Task Routing Guide: Sonnet vs Haiku 3.5
| Task Category | Recommended Model | Rationale | Quality Sensitivity |
|---|---|---|---|
| Complex reasoning, multi-step problems | Sonnet | Significant quality gap | High |
| Creative writing, nuanced generation | Sonnet | Tone, coherence, creativity | High |
| Complex code generation | Sonnet | Architecture, correctness | High |
| Document classification | Haiku 3.5 | Minimal quality gap, high volume | Low-Medium |
| Data extraction (structured) | Haiku 3.5 | Well-defined task, adequate accuracy | Low |
| Translation (technical) | Haiku 3.5 | Deterministic, high quality | Low |
| Summarisation (factual) | Haiku 3.5 | Factual accuracy adequate | Low-Medium |
| Conversational triage/routing | Haiku 3.5 | Latency critical, low complexity | Low |
| Customer-facing chat responses | Sonnet | Quality visible to users | High |
| Batch background processing | Haiku 3.5 | Latency insensitive, cost dominant | Variable |
Model Routing Architecture Patterns
Complexity-Based Routing
Use Haiku 3.5 to classify incoming requests by complexity before routing to the appropriate model. Simple factual queries, short classification tasks, and extraction requests route to Haiku 3.5. Complex reasoning, multi-part questions, and generation tasks route to Sonnet. The routing classification itself is a fast, low-cost Haiku 3.5 call that determines which model handles the substantive task.
Cascading Quality Tiers
Attempt tasks with Haiku 3.5 first and escalate to Sonnet when confidence is low. Structured extraction tasks that Haiku 3.5 handles with high confidence (deterministic JSON output) stay on Haiku 3.5. Tasks where Haiku 3.5 expresses uncertainty or produces malformed outputs automatically escalate to Sonnet. This pattern achieves high average quality with significant cost savings on the majority of tasks that Haiku 3.5 handles successfully.
Latency-Driven Routing
For user-facing interactions where response latency directly affects experience, use Haiku 3.5 for the fast initial response (acknowledging the query, providing a preliminary answer) while Sonnet works on a more comprehensive response in parallel. Stream the Sonnet response as it arrives, creating a responsive experience that doesn't sacrifice quality. This pattern is particularly effective for search and Q&A interfaces.

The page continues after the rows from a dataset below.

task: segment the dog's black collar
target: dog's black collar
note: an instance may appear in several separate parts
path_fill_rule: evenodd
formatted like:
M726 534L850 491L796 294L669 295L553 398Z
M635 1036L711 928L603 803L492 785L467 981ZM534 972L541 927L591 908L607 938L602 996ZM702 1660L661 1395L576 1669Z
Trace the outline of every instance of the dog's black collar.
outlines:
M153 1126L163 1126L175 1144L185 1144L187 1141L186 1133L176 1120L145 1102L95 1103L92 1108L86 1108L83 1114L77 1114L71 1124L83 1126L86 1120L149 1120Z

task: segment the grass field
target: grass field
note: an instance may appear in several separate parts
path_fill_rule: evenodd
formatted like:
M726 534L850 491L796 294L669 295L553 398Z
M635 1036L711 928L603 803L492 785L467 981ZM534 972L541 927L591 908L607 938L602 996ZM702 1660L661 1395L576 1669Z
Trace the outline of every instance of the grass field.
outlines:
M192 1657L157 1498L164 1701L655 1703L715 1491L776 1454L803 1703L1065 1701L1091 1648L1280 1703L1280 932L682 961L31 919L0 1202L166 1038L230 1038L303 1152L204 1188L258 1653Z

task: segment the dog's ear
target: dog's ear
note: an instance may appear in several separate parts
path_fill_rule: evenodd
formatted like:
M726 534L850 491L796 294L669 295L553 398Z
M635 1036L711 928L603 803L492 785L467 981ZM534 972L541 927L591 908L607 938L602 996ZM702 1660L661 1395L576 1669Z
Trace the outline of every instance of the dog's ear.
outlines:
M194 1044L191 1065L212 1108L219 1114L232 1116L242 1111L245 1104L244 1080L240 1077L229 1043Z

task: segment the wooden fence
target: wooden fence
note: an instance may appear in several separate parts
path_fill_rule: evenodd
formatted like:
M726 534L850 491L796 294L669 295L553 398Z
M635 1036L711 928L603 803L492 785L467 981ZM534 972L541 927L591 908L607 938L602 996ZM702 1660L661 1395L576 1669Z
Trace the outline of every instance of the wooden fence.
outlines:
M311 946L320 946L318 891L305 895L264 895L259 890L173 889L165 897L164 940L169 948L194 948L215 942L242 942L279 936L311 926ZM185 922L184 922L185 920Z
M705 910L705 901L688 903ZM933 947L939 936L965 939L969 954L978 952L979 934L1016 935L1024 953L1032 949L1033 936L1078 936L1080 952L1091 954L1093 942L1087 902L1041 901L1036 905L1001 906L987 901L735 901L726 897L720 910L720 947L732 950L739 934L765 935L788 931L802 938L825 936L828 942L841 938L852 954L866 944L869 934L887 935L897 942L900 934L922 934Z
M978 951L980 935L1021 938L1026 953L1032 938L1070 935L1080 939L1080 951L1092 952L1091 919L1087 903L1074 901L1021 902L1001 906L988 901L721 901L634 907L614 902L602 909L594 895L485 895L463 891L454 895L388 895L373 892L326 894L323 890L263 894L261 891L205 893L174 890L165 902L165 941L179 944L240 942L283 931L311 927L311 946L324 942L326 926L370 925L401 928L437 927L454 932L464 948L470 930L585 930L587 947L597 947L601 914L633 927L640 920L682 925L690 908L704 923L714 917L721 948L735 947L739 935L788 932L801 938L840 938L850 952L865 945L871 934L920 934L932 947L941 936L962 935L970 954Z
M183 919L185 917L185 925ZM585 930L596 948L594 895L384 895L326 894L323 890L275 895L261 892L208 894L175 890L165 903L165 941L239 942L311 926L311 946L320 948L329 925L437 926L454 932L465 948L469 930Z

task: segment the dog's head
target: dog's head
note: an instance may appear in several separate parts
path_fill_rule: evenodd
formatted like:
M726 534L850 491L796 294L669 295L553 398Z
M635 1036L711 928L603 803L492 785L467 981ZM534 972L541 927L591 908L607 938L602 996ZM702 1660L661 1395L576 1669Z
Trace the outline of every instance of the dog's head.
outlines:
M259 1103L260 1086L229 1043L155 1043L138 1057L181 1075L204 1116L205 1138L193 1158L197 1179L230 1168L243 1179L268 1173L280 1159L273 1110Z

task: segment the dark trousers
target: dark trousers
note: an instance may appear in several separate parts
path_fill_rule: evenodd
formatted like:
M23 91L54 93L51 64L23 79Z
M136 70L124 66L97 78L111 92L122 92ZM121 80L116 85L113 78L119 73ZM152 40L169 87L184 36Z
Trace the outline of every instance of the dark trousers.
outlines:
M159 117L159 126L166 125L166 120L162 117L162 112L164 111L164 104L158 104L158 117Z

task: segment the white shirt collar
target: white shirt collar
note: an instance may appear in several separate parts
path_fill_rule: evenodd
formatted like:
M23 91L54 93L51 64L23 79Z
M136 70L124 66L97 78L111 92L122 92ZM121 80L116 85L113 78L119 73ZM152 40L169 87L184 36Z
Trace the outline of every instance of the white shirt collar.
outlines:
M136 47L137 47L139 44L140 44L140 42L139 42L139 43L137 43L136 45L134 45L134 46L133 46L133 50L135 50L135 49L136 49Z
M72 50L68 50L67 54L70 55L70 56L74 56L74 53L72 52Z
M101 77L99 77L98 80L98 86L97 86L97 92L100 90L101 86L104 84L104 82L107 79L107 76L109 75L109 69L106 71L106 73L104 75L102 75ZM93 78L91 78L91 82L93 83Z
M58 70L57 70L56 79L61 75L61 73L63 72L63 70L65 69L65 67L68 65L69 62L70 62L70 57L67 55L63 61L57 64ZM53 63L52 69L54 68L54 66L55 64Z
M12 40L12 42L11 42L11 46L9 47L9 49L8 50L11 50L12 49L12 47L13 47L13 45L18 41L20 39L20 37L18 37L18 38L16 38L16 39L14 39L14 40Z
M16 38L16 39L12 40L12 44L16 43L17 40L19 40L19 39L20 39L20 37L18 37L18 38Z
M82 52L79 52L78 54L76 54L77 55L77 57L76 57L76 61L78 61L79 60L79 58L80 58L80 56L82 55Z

Volume-Driven Tier Assignment
Assign entire task categories to Haiku 3.5 based on their volume-to-quality-sensitivity ratio. Background batch processing, log analysis, content moderation pre-screening, and data enrichment pipelines typically run on Haiku 3.5 by default. Interactive user-facing features, high-visibility generation, and agentic tasks with real-world consequences run on Sonnet. This static routing is simpler to implement and maintain than dynamic per-request routing while capturing most of the cost benefit.